The following question is question no. 5.27 on p. 282 of Boyd & Vendenberghe's Convex Optimization (Cambridge University Press, 7th Printing, 2009):
Consider the equality contrained least-squres problem $$ \begin{align*} \text{minimize}\quad&\|Ax-b\|_2^2\\ \text{subject to}\quad& Gx=h \end{align*} $$ where $A \in \mathbb{R}^{m\times n}$ with $\text{rank}(A) = n$, and $G \in \mathbb{R}^{p\times n}$ with $\text{rank} G = p$.
Give the KKT conditions, and derive expressions for the primal solution $x^*$ and the dual solution $\nu^*$.
The following is the beginning of a solution to this problem that I found on the Internet:
The Lagrangian is $$ \begin{align*} L(x,\nu) &= \|Ax-b\|_2^2 + \nu^T(Gx-h)\\ &= x^TA^TAx + (G^T\nu - 2A^Tb)^Tx - \nu^Th, \end{align*} $$ with minimizer $x = -(1/2)(A^TA)^{-1}(G^T\nu-2A^Tb)$. The dual function is $$ g(\nu) = -(1/4)(G^T\nu-2A^Tb)^T(A^TA)^{-1}(G^T\nu-2A^Tb)-\nu^Th $$
I don't understand why $x$ is $L$'s minimizer.

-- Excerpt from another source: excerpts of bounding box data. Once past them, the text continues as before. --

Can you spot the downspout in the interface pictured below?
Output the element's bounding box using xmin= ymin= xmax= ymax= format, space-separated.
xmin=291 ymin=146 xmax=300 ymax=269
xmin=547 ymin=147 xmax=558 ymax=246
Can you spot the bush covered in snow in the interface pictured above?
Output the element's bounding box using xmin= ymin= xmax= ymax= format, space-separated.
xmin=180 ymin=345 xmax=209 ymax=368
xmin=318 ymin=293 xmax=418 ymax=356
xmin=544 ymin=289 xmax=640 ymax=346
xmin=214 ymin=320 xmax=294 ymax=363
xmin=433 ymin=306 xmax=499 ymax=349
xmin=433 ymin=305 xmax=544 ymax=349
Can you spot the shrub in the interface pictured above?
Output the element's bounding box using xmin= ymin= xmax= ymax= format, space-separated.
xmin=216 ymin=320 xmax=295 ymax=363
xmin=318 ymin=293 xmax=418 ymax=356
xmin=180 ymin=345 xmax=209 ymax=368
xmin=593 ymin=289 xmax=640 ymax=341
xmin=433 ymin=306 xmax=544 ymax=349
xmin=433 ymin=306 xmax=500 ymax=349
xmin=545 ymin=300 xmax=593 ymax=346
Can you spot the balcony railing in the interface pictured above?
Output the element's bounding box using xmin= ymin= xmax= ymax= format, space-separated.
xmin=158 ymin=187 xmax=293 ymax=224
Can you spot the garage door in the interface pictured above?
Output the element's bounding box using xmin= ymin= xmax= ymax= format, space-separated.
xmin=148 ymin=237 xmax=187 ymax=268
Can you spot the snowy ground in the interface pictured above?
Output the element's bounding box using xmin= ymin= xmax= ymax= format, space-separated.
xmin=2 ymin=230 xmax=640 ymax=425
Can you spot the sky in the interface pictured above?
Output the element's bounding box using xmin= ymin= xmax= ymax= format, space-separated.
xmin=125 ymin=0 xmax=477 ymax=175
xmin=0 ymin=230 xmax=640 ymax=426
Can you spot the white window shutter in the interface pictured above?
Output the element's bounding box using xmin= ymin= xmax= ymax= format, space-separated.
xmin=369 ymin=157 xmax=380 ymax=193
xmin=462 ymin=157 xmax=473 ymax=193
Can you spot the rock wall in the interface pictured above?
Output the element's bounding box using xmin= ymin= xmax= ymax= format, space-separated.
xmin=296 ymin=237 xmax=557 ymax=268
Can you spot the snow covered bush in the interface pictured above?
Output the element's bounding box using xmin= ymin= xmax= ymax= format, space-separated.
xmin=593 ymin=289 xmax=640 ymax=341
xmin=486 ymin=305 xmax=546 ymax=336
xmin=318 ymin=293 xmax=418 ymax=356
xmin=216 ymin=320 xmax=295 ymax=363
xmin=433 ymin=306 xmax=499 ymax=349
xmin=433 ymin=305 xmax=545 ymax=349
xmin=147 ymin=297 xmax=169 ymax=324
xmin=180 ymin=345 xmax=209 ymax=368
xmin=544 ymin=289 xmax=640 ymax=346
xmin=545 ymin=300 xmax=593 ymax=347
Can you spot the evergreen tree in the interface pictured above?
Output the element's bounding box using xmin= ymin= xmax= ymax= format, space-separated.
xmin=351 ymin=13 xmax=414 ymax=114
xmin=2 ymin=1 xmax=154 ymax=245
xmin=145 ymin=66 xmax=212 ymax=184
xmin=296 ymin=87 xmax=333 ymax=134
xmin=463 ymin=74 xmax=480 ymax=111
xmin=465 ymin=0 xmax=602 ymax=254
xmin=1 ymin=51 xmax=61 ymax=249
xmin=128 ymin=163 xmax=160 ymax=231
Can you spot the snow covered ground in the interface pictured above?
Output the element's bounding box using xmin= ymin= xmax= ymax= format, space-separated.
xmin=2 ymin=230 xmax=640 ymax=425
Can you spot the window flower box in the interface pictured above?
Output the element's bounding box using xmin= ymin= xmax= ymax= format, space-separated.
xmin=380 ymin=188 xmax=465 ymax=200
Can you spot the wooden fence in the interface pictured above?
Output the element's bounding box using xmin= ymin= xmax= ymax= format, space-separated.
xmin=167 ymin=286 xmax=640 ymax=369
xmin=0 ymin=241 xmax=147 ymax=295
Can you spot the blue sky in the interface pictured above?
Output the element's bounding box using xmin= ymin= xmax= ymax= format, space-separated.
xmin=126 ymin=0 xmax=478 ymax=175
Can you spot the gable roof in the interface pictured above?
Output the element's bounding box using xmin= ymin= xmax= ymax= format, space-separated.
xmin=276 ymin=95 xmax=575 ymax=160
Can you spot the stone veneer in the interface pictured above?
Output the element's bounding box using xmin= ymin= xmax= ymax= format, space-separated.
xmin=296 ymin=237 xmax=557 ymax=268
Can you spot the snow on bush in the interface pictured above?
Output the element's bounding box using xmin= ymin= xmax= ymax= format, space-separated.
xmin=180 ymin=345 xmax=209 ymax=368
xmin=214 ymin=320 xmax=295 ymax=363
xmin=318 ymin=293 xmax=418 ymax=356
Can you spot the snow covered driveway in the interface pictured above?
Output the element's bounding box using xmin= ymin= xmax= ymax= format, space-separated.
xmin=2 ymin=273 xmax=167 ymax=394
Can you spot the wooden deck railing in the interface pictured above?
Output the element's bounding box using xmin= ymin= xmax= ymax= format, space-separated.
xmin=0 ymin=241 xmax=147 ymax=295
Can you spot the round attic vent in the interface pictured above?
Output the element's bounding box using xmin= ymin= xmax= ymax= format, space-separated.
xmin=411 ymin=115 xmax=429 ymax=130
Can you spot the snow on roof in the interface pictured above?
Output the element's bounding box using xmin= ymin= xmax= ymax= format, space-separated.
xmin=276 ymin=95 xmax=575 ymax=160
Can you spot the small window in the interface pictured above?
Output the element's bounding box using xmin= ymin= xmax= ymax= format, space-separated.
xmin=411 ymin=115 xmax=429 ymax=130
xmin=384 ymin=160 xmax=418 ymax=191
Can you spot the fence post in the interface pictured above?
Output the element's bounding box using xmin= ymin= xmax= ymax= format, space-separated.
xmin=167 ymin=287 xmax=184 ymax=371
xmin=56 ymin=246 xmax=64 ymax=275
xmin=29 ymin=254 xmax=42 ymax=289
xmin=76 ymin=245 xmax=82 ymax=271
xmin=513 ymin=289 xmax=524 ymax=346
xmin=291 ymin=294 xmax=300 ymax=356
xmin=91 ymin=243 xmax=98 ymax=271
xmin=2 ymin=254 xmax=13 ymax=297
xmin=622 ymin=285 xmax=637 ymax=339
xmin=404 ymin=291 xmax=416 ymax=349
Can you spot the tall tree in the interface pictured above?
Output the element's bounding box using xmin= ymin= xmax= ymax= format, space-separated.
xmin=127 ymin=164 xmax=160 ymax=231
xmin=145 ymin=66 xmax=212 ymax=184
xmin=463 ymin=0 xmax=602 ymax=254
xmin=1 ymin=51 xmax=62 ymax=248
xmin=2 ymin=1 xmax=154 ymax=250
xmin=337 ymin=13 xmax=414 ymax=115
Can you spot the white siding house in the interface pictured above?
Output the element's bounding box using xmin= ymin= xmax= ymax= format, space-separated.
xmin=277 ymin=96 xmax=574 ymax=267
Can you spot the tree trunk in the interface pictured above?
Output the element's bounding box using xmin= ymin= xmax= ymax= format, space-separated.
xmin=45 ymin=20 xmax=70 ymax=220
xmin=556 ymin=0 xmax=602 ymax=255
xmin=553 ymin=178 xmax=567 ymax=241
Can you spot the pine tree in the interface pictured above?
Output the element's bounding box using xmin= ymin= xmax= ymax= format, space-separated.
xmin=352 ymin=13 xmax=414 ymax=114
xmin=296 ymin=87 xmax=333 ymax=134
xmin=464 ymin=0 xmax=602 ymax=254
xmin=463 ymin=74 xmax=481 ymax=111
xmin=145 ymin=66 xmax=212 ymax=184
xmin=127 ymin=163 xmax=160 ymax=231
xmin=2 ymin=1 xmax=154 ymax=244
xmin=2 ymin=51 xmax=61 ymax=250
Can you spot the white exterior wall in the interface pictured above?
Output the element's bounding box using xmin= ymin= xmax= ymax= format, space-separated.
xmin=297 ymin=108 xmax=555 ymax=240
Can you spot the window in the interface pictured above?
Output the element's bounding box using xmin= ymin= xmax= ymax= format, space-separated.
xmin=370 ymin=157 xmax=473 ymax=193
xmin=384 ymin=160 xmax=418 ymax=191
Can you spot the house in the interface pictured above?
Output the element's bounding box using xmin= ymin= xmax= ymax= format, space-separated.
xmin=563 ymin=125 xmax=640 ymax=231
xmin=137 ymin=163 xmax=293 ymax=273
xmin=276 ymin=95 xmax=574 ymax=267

If $x$ were the global minimizer of $L$ then, yes, I would understand why it must be the expression above. However, when we calculate the dual function $g$, we are supposed to minimize only over the feasible set of the primal problem (see excerpt below from p. 216 of the textbook), i.e. in this case over the set $\mathcal{D} = \{x :\ Gx=h\}$.